On Monday's business, will the right hon. Gentleman note that some of us who have put our names to Amendments do not wish to take part in the general debate, but wish to direct attention to specific Amendments, and that we should resent it very much if we were deprived of the opportunity of speaking to those Amendments?

Mr. Butler

It all depends how much opportunity there will be of the hon. Member's own point being properly considered. That is, I gather, what he would wish.

Mr. C. Osborne

Further to the question of my noble Friend the Member for Dorset, South (Viscount Hinchingbrooke), will my right hon. Friend ask the Chancellor of the Exchequer to ensure that the Economic Survey and other sources of economic information are given to us as soon as possible, so that my noble Friend can make up his mind in the proper manner?

Mr. Butler

I think that that would be the wish of my right hon. Friend. I had that in mind when my noble Friend put his question.

Mrs. Castle

Has the right hon. Gentleman any information about the date of the promised debate on accommodation in the House?

Mr. Butler

Before the Recess, we offered half a day, which the Opposition found not sufficient. Therefore, this would be a matter for discussion. We should certainly be ready for a debate when time is available.

Mr. Monslow

Does the Government's consideration of Questions about nationalised industries include day-to-day administration within those industries? If so, do they think that that is really practicable?

Mr. Butler

No, Sir. There has been this considerable caution and some delay, for the very good reason that detailed discussion would not, I think, please either side of the House. That is why we have approached the matter very carefully. What we want to be sure of is that the House of Commons is able to exercise a proper and reasonable survey of and interest in the affairs of these industries. That is why the subject has perplexed my predecessor and myself.

Mr. Gordon Walker

Would the right hon. Gentleman consider giving time for a debate on the Report about the disturbances at the Carlton House Approved School? While it would be stupid to have a debate every time that there was trouble of this sort, would not the right hon.

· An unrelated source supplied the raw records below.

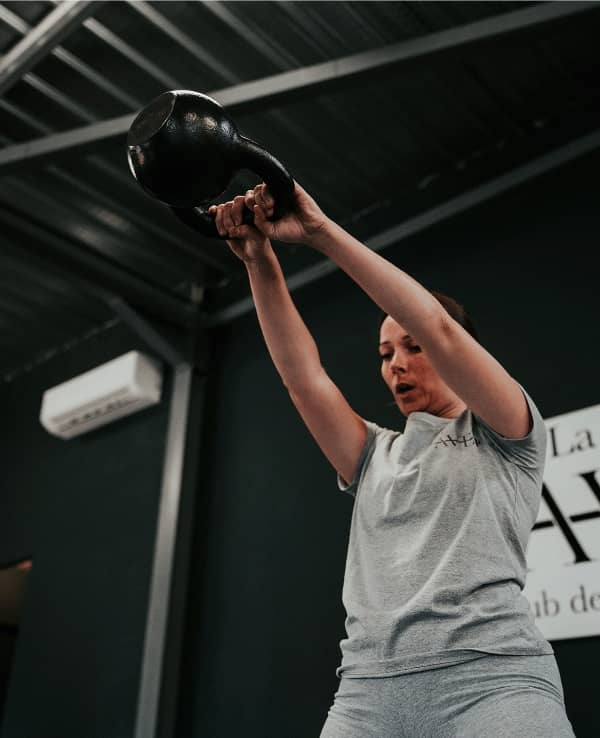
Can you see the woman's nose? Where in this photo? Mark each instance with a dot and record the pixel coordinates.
(398, 364)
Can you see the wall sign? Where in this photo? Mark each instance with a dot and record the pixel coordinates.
(563, 555)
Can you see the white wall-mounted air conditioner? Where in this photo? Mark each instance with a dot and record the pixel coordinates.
(120, 387)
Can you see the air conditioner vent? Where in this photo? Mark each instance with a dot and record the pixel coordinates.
(115, 389)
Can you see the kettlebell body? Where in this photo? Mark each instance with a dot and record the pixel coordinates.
(184, 149)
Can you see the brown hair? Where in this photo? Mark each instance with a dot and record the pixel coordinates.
(453, 308)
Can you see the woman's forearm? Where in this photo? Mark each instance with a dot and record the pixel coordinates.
(395, 291)
(292, 348)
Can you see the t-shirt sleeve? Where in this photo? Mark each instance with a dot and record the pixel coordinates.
(529, 452)
(352, 487)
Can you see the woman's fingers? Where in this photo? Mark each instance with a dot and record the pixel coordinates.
(237, 210)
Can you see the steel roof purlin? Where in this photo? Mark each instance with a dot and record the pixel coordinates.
(279, 88)
(42, 39)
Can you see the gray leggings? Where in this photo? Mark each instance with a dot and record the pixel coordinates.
(500, 696)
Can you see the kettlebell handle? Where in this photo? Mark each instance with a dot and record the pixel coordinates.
(258, 160)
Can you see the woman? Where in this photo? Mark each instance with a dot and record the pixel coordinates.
(441, 642)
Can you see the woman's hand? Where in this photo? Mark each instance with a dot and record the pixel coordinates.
(299, 225)
(246, 241)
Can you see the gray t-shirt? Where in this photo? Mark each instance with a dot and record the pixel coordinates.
(436, 553)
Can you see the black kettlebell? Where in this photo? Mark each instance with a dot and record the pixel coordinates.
(184, 149)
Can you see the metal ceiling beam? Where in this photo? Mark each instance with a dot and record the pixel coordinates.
(280, 88)
(40, 41)
(454, 206)
(20, 25)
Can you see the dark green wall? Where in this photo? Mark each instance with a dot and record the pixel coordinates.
(85, 510)
(265, 615)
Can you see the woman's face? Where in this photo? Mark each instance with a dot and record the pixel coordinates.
(413, 381)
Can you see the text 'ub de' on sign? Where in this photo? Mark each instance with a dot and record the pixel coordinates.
(563, 555)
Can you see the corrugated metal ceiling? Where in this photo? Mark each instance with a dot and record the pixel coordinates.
(373, 150)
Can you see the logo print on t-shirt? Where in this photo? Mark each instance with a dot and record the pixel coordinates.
(465, 441)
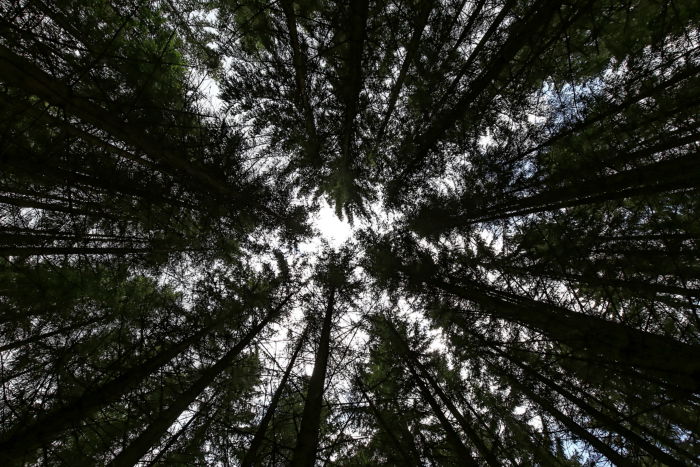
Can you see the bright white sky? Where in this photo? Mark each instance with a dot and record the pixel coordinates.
(332, 229)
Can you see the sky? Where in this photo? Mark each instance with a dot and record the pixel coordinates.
(331, 228)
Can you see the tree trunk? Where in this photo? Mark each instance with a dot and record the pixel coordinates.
(308, 437)
(24, 441)
(130, 455)
(610, 341)
(251, 455)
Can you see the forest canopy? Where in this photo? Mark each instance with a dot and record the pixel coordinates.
(522, 285)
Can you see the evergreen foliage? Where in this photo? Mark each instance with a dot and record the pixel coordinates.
(522, 178)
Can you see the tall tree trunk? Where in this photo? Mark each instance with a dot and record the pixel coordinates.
(606, 340)
(565, 420)
(467, 427)
(24, 441)
(251, 455)
(408, 460)
(608, 421)
(19, 72)
(411, 51)
(307, 440)
(130, 455)
(453, 438)
(302, 99)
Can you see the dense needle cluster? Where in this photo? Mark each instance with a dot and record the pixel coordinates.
(522, 287)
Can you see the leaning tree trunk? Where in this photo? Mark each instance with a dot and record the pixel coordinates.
(48, 426)
(130, 455)
(307, 439)
(252, 454)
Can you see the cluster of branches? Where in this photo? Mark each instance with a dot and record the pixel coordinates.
(533, 301)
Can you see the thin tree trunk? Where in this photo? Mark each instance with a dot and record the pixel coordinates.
(456, 413)
(613, 342)
(307, 440)
(609, 422)
(251, 455)
(27, 439)
(387, 428)
(565, 420)
(452, 436)
(130, 455)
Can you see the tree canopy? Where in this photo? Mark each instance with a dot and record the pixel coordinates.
(522, 285)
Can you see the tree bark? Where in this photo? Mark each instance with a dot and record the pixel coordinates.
(130, 455)
(251, 455)
(307, 440)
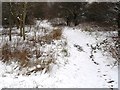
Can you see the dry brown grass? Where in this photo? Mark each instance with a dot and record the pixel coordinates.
(24, 58)
(54, 35)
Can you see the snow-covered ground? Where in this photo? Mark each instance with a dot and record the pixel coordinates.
(81, 68)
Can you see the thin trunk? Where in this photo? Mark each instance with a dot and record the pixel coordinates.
(10, 38)
(24, 17)
(21, 26)
(10, 24)
(118, 21)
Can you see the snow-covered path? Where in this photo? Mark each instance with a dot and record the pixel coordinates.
(85, 72)
(78, 72)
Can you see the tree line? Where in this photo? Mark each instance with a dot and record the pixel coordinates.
(20, 14)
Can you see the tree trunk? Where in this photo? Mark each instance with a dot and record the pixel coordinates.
(21, 26)
(10, 24)
(118, 21)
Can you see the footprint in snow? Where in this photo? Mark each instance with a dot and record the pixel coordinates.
(79, 48)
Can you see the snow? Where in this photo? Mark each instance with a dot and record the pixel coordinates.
(76, 70)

Gentleman agree that some matters of general principle and administration are raised by this Report?

Mr. Butler

Yes, Sir. I think that it would be better if such a debate were, so to speak, on the peg of this Report, but was able to range rather wider to cover matters concerning juvenile delinquents and others. It will certainly be a source of great interest.

Dr. King

While the House understands that the Government cannot commit themselves without much thought about a Report like the Crowther Report, which has such vast implications, may I ask whether the right hon. Gentleman will bear in mind that a general discussion on the Report would not only be of value to the Government in their consideration, but would be of great value to the country in getting a broad picture of this extremely revolutionary document?

Mr. Butler

It is because the Government are so keen to surge forward with their educational plans that we should certainly not wish to avoid the opportunity of a discussion. I think that the Crowther Report, as the hon. Member says, is particularly important. Therefore, I would not wish to be rushed, but, also, I would not wish to underestimate our desire to make clear our general views on this subject.